Instead, we take a much simpler approach of divide and conquer. The disks of the system are divided into two sets. When writing a redundant file to disk, I.LFS decides which set the primary copy should be placed within; the redundant copy is placed within the other set. Thus, because no pointers cross from either set into the other, we can guarantee that a single failure will cause no harm (in fact, we can tolerate any number of failures to disks in that set).

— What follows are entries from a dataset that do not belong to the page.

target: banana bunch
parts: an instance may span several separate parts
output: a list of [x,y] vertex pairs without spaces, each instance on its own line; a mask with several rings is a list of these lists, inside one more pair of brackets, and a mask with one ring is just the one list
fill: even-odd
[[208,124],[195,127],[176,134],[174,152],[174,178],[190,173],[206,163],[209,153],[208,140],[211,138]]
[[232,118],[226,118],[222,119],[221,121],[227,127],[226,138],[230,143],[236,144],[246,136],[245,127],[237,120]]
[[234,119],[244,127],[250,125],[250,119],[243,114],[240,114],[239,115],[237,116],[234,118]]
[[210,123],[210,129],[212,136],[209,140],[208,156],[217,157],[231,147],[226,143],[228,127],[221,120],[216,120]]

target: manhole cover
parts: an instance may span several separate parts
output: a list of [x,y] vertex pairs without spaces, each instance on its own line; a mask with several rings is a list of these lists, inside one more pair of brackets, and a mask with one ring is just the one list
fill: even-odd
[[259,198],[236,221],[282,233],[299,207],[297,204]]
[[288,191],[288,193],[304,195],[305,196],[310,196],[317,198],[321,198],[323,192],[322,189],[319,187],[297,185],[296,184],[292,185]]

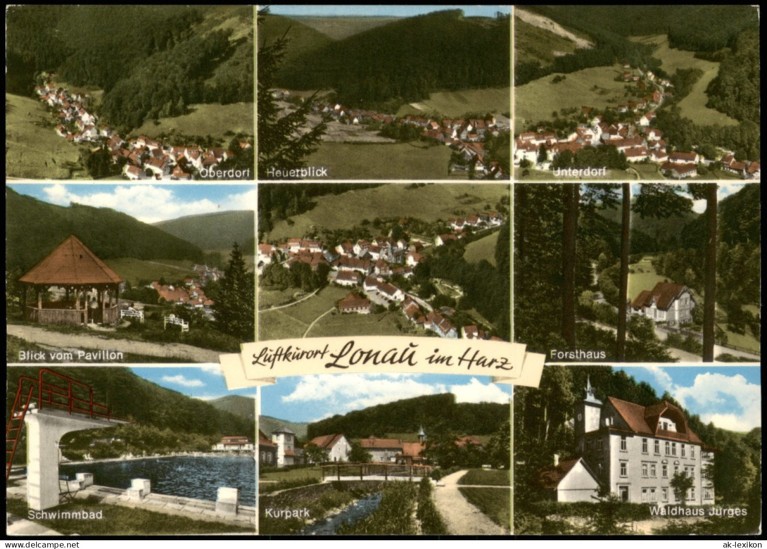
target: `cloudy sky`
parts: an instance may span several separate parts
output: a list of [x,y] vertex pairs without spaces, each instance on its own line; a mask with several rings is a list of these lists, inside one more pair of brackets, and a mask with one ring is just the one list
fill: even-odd
[[[670,185],[671,183],[667,183],[667,184]],[[733,195],[738,191],[739,191],[741,189],[743,188],[743,186],[752,183],[726,183],[719,182],[719,183],[717,183],[717,185],[719,185],[719,189],[716,191],[717,199],[719,202],[721,202],[723,199],[726,199],[730,195]],[[686,184],[680,185],[678,186],[681,187],[683,189],[685,190],[687,188],[687,186]],[[634,183],[631,186],[631,194],[636,195],[638,194],[640,192],[640,184]],[[688,195],[686,192],[683,192],[682,194],[684,195],[685,196],[687,196],[688,198],[691,198],[690,195]],[[705,212],[706,200],[693,201],[693,210],[695,211],[696,213],[703,213],[703,212]]]
[[762,378],[758,367],[660,367],[624,370],[637,381],[665,391],[703,422],[732,431],[762,426]]
[[511,386],[485,376],[344,373],[280,377],[261,390],[261,413],[312,422],[377,404],[423,395],[453,393],[459,403],[508,403]]
[[271,5],[280,15],[413,17],[431,12],[463,9],[467,17],[495,17],[496,12],[511,13],[509,5]]
[[166,389],[172,389],[188,396],[212,400],[227,395],[255,397],[255,389],[230,391],[218,364],[195,367],[153,367],[131,368],[133,373],[153,381]]
[[110,208],[145,223],[214,212],[255,209],[255,186],[8,183],[22,195],[68,206]]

Finally, incorporating redundancy into I.LFS also presents us with a difficult implementation challenge: how should we replicate the data and inodes within the file system, without re-writing every routine that creates or modifies data on disk? We develop and apply recursive vnode invocation to ease the task. We embellish most I.LFS vnode operations with a short recursive tail; therein, the routine is invoked recursively (with appropriate arguments) if the routine is currently operating on an even i-number and therefore on the primary copy of the data, and if the file is designated for redundancy by the user. For instance, when a file is created using ilfs_create(), a recursive call to ilfs_create() is used to create a redundant file. The recursion is broken within the call to perform the identical operation to the redundant file.

5.4 Lazy Mirroring

Design: User-controlled replication allows users to control if replication occurs, but not when. As has been shown in previous work, many potential benefits arise in allowing flexible control over when redundant copies are made or parity is updated [9]. Delaying parity updates has been shown to be beneficial in RAID-5 schemes to avoid the small-write problem [34], and could also reduce load under mirrored schemes. Implementing such a feature at the file system level allows the user to decide the window of vulnerability for each file, as losing data in certain files may likely be more tolerable than in others. Note that either of these enhancements would be difficult to implement in a traditional system, as the information required resides in both the file system and RAID, necessitating non-trivial changes to both.

In I.LFS, we incorporate lazy mirroring into our user-controlled replication scheme. Thus, users can designate a file as non-replicated, immediately replicated, or lazily replicated. By choosing a lazy replica, the user is willing to increase the chance of data loss for improved performance. Lazy mirroring can improve performance for one of two reasons. First, by delaying file replication, the file system may reduce load under a burst of traffic and defer the work of replication to a later period of lower system load. Second, if a file is written to disk and then deleted before the replication occurs, the cost of replication is removed entirely. As most systems buffer files in memory for a short period of time (e.g., 30 seconds), and file lifetimes have recently been shown to be longer than this on average [28], this second scenario may be more common than previously thought.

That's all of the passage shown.